Volume III, Issue II, 2020

Freedom of speech is now seen as touch stone of democracy and the ability of individual to criticise the state is crucial to maintaining freedom. Free speech is one of the most significant principles of democracy. The purpose of this freedom is to allow an individual to attain self-fulfilment. The freedom of speech and expression is the first and the foremost human right as the foremost condition of liberty, mother of all liberties and to make the life meaningful. Six freedoms given in the article 19 of Indian constitution which are not absolute in nature. Absolute freedom cannot be given by a nation. If citizens are given absolute rights and liberties without any restrictions it will result in state of nature as described by John Locke.
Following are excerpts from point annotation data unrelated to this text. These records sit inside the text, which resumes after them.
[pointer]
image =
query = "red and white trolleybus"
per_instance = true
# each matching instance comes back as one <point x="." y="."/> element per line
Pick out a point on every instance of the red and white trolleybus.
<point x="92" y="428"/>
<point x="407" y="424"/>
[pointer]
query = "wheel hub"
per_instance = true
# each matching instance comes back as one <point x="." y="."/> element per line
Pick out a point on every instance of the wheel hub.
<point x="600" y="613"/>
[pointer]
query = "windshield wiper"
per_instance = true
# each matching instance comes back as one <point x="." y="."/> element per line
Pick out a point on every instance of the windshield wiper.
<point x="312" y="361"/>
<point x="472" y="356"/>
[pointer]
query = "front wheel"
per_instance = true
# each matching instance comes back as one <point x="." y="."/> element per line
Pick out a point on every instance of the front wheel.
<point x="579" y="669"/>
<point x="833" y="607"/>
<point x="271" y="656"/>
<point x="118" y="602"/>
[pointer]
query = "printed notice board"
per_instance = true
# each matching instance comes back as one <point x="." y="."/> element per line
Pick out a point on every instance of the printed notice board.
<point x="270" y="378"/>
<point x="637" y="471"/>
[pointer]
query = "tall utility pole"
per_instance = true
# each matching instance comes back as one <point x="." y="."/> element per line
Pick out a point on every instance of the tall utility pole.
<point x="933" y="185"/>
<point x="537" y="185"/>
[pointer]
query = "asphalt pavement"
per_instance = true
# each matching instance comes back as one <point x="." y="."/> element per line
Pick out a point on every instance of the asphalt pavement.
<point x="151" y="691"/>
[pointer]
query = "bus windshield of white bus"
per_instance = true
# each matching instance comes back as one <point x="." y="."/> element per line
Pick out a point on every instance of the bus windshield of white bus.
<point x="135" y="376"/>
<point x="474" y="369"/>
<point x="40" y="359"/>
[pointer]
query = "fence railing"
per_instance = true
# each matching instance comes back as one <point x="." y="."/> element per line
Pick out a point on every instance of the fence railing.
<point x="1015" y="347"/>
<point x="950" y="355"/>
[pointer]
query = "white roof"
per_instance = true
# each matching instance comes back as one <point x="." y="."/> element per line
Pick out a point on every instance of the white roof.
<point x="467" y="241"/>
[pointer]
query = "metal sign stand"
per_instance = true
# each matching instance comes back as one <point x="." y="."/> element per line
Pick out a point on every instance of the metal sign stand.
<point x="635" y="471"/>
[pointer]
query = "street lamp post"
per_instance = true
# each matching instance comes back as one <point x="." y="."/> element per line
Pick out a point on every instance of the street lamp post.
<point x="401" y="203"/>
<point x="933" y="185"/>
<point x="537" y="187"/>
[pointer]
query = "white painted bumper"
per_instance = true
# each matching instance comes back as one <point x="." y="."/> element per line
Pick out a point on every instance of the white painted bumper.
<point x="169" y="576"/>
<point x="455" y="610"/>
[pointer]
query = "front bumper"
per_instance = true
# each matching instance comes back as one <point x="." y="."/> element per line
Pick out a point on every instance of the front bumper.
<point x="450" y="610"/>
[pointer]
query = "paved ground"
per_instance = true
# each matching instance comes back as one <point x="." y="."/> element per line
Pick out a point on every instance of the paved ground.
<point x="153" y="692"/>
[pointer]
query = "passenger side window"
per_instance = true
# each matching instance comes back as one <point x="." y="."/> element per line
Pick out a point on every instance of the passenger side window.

The UDHR 1948 and in its preamble and article 19 declared freedom of speech as a basic fundamental right. The freedom of speech often poses difficult question like the extent to which state can regulate individual conduct. Since individual’s autonomy is the function of this freedom, any restriction on it is subject to great scrutiny. Restrictions under article 19(2) of Indian constitution are similar to the article 19(3) of international covenant on civil and political rights.